Гарри, будто не расслышав его вопрос, почесал затылок, покрутился вокруг своей оси и, задержав взгляд на комоде, прошёл к нему. Когда он развернулся к Питу, на его запястье уже красовались старомодные, но многое значащие часы.
– Я тебя умоляю. Что там может случиться такого, о чем стоило бы говорить. А вот что действительно интригует, так это – что за парень вчера был с тобой?
– Ты о ком?
– Не знаю, может, о том, кого ты вчера пожирал глазами на баре?
– А, ты о том парне. Забей. – Питер отмахнулся, словно эта вещь достойна обсуждения не больше, чем тема учёбы. Но Озборн уже зацепился за улику в виде излишка безразличия.
– Бо-же мой! Это не залётная жертва? – Гарри пулей уселся в кресло напротив, ожидая подробностей.
– Я не хочу об этом говорить, – процедил Питер.
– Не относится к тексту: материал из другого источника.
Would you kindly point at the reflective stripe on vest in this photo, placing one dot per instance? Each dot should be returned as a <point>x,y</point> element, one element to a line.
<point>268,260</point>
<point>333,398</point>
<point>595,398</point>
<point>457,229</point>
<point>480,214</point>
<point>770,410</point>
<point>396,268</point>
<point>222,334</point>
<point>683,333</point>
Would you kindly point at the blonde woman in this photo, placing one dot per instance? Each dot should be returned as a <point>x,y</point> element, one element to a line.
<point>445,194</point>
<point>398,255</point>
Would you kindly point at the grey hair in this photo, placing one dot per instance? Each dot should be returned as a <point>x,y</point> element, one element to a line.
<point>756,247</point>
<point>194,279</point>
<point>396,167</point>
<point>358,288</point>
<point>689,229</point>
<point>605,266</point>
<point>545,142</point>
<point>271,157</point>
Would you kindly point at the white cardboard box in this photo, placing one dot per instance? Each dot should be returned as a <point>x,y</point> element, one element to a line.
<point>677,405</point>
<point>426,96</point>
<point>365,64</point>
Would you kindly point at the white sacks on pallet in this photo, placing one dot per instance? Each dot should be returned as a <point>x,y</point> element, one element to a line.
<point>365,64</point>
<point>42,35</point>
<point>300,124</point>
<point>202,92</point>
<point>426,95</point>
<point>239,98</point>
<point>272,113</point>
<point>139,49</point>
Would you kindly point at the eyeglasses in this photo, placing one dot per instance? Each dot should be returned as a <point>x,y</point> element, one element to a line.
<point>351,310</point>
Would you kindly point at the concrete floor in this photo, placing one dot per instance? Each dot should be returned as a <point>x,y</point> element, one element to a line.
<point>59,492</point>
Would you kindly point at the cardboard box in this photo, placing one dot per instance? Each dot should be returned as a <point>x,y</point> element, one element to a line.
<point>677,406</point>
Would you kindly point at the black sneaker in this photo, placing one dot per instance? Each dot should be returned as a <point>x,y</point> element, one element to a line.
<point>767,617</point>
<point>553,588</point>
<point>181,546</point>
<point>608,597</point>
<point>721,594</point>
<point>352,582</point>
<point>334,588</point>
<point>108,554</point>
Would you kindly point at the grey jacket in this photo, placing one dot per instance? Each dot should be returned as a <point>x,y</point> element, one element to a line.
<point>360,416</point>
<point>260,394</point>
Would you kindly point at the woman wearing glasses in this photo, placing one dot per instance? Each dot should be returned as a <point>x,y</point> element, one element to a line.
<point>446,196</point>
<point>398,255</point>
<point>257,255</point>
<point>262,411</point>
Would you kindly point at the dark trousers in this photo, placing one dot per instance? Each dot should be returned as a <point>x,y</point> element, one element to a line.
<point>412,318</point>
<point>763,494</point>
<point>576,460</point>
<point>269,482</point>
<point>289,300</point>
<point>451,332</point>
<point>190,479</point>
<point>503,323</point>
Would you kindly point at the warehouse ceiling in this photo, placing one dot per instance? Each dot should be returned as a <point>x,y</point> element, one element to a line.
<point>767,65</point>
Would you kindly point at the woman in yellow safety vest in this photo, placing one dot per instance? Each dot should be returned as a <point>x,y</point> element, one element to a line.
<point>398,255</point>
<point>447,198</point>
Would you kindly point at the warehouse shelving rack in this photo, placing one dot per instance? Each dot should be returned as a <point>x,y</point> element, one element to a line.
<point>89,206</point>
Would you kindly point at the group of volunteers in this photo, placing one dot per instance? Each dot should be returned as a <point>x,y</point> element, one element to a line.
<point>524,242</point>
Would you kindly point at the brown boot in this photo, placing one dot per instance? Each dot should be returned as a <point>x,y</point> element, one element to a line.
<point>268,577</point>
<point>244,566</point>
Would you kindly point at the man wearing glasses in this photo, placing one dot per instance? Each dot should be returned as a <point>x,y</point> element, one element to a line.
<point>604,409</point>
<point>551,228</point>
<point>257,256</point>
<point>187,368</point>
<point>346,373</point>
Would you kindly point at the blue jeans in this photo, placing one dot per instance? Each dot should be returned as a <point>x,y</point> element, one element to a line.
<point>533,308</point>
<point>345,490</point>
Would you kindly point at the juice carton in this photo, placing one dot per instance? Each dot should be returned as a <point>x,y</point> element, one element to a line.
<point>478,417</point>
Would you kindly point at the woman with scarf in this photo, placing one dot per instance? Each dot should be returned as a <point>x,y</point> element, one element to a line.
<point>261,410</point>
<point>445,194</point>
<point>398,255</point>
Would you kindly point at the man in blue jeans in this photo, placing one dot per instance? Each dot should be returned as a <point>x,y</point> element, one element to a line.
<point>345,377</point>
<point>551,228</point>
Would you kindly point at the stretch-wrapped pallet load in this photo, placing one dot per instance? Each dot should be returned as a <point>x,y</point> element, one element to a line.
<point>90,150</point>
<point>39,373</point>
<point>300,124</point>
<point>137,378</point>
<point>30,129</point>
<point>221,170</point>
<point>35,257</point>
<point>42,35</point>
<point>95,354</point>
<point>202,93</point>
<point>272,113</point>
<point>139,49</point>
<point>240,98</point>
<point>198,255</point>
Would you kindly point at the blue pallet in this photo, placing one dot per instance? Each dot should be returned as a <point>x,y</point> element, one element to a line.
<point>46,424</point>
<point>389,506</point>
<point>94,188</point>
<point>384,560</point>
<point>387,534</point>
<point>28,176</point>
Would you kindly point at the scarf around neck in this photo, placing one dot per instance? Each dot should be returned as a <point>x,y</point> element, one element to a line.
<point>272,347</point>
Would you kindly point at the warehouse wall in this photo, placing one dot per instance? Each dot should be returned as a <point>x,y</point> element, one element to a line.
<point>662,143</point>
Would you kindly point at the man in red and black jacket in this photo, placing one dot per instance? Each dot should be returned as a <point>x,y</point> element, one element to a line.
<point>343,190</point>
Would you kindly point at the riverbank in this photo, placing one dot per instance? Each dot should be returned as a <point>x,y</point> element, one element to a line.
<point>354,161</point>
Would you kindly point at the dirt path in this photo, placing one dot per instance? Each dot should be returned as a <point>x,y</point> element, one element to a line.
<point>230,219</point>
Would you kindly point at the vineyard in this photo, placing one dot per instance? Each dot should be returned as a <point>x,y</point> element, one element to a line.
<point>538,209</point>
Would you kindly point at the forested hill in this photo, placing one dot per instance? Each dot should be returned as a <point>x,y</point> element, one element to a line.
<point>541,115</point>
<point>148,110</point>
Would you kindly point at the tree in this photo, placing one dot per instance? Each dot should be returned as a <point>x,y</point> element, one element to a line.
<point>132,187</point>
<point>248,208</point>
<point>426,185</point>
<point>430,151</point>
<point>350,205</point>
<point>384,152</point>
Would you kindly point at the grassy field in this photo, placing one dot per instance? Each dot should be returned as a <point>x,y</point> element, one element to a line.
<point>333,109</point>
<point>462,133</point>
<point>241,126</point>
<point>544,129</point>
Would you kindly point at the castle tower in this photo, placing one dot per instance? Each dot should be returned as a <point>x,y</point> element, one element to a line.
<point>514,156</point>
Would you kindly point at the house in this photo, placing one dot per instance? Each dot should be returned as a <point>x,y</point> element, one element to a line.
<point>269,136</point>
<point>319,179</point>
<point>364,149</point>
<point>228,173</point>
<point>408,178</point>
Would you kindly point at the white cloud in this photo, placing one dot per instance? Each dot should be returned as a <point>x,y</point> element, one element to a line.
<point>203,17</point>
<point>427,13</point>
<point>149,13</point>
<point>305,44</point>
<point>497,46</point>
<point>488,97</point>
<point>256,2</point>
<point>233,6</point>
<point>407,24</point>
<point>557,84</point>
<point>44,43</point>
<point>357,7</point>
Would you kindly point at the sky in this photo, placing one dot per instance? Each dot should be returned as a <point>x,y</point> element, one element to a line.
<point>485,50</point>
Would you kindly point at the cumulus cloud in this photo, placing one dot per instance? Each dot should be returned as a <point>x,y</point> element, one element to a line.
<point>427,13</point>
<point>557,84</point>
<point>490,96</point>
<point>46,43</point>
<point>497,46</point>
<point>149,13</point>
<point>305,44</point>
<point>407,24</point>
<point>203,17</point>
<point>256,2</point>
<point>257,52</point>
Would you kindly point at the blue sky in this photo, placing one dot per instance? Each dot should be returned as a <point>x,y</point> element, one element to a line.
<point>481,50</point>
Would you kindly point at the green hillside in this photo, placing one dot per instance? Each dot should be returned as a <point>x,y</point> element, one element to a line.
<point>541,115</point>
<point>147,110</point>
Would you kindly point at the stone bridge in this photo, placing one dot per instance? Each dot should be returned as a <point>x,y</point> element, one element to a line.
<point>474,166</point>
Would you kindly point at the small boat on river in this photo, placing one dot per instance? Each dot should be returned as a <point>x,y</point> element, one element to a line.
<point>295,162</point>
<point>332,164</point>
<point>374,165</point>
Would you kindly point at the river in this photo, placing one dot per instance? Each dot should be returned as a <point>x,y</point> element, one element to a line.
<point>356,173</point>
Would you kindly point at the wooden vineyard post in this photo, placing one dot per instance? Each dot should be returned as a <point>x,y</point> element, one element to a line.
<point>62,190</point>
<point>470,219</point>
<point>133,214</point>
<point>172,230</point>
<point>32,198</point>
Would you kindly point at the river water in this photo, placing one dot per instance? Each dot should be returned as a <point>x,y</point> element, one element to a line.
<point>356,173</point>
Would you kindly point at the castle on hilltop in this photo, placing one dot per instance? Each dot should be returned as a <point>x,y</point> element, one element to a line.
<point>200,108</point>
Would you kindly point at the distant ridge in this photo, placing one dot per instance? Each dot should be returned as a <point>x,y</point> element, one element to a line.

– Охренеть, значит, всё ещё серьёзнее! О перепихонах на ночь ты не стесняешься расска… – видимо, увидев в глазах друга угрозу своей жизни при ещё одном его слове, Озборн закрыл рот. – Ладно, мне пора к отцу. Ты здесь останешься?
– Да, нужно пару часов переждать. Это всё, больше информации не будет. – Отрезал Питер, заметив вспыхнувшее любопытство.
– Как скажешь.
Через пятнадцать минут дверь за Гарри закрылась, и Питер откинулся обратно на диван, закрыв глаза. Всё было бы хорошо в этой квартире, если бы нарциссизм Озборна не надоумил его прикрепить зеркало к каждой свободной поверхности. Даже, блять, на потолок! Кто так делает? Ему часто приходилось здесь бывать либо на вечеринках, либо чтобы отоспаться после загульной ночи, но из-за своеобразного декора это было в некотором роде испытанием.
Всё началось лет с шестнадцати. Он, конечно, никогда не имел пристрастия крутиться перед зеркалом часами, обычно хватало пары секунд, чтобы оценить внешний вид. Но в определённый момент в процессе утреннего умывания он заметил, что зрение будто упало. Его отражение становилось размазанным, если смотреть на него дольше минуты, пока чистишь зубы. А благодаря непрошенному подарку, это было невозможно – он всё видел на двести процентов. И с каждым днём ситуация ухудшалась, пока он не перестал отражаться в зеркале, как вампир. Оставалось только спрятать мысли об этом в ларец с кошмарами, захлопнуть его и игнорировать проблему. Но надолго его не хватило.
Как бы он ни старался не поднимать на себя глаз и смотреть чётко на слив раковины, периферическое зрение фиксировало, как бледная фигура пропадала, оставляя только задний план, и в итоге он врезал кулаком по подвергающей его сомнениям поверхности. Сомнениям в самом себе. Ведь идиотизм же сомневаться в том, жив ли ты вообще? Даже когда зеркало показывает, что тебя нет.
Со временем удалось приучить себя вовсе не замечать этой особенности – то, что он умел делать лучше всего, но, когда он находился в пентхаусе Гарри, параноидальные мысли чёрным ворохом витали над ним и отчаянно пытались пробиться в черепную коробку.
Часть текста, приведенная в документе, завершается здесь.